Historic Rehabilitation in Fairfield County
By, Kate Lynch - January 15, 2009
NYC is the mothership for a large majority of lower Fairfield County’s population, insofar as employment, shopping and culture. An elitist air permeates our area, filled with those fortunate enough to choose to reside in the shelter of suburbia, yet so close to, arguably, the world’s capital. This contingency is grappling with overpopulation as lower Fairfield County is saturated and the migration to Northern Fairfield County is upon us.
Newtown, CT, for example, while twenty years ago was not noted for much more than its flagpole and quaint Main Street, now boasts a reputation for being the freshest town on the market for the young, married, raising 2.5 children set–who, themselves, grew up in lower Fairfield County and are now priced out.
With the highly educated and well-to-do embracing Southwestern Connecticut’s environs, it is high time to capitalize on this collective brain power and look around. Urban sprawl and poor planning are and have been causing traffic bottlenecks on major through-fares heading north and south, east and west; especially on back country roads once considered “short cuts”. Does it make sense to tear down everything in sight to build strip mall after strip mall on Route 25, for example? So many cars on a simple two lane road with traffic lights ad nauseam makes for a trying, bumper to bumper rush hour commute.
Adaptive reuse is a concept being introduced in Bridgeport! The Park City: once a glorious manufacturing capital whose golden era has long since drowned in political corruption is taking a lead in historic renovation.

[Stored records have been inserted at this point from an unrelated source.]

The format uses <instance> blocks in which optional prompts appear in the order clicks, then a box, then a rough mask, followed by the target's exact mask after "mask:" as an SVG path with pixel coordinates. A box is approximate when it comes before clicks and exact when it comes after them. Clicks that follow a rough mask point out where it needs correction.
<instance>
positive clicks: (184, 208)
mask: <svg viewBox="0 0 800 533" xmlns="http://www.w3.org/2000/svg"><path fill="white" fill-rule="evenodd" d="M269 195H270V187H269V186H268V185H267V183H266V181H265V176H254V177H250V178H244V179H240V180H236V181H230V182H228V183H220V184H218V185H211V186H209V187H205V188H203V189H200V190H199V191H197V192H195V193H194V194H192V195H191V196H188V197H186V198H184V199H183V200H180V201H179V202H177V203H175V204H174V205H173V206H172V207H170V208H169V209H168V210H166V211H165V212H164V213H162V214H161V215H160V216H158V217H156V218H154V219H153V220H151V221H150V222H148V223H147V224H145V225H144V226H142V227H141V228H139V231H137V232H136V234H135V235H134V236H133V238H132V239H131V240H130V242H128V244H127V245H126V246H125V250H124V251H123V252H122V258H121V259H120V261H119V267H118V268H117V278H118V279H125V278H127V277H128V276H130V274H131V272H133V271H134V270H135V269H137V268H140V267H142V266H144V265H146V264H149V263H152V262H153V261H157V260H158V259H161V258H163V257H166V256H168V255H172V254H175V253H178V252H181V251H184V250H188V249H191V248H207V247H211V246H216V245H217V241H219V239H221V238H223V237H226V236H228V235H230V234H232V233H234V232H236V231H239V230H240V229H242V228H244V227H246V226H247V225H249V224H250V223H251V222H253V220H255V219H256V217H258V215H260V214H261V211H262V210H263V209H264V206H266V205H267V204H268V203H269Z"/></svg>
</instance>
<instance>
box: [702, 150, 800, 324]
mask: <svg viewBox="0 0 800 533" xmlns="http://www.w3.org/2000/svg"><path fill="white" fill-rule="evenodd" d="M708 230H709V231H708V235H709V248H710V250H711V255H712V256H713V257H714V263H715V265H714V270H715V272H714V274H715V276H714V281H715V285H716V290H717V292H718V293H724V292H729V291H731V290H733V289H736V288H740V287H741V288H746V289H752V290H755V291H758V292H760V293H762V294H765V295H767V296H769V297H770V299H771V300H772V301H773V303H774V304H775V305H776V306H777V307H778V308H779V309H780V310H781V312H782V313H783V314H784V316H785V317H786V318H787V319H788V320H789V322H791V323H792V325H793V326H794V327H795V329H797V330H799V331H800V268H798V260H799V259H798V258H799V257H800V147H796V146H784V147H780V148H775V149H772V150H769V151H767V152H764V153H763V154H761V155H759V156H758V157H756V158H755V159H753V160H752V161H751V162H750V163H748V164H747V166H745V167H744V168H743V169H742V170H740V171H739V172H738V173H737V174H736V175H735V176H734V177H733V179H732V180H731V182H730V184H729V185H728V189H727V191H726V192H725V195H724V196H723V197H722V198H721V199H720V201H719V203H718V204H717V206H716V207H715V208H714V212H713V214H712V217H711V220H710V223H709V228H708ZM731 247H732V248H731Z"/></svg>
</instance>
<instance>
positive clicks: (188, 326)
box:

The State’s best example of Art Deco architecture is the Citytrust building which has been sitting shyly on the corner of Main and John Streets, in downtown Bridgeport adjacent to the once thriving Arcade Mall and Read's Department Store. This magnificent corner building, lost in the shuffle of gangster turmoil for decades, is finally getting a facelift. In the past five years, the City has sold off numerous foreclosed properties to ambitious developers clamoring to get their hands on historic tax credits and bang-for-the-buck redevelopment. The Citytrust building has been rehabbed into a mixed use project, offering ground floor retail and 118 for-rent residential units. Hooray for the Park City and its vision.
The bottom line is that by taking existing properties and turning them into interesting alternatives to the strip mall, a lovely aesthetic can be maintained, while saving historic structures.
Big box retail is a snore! Look around Manhattan or Los Angeles and it’s easy to understand how and why boutiques thrive–they create an amazing diversity in product that’s never the Gap or Ann Taylor. What is it, then? It’s one off product that allows individuals to foster identities apart from the masses. And this brings us back to the theme of adaptive reuse –individual and eclectic all the while keeping the thread of history alive and the ubiquitous strip mall dead.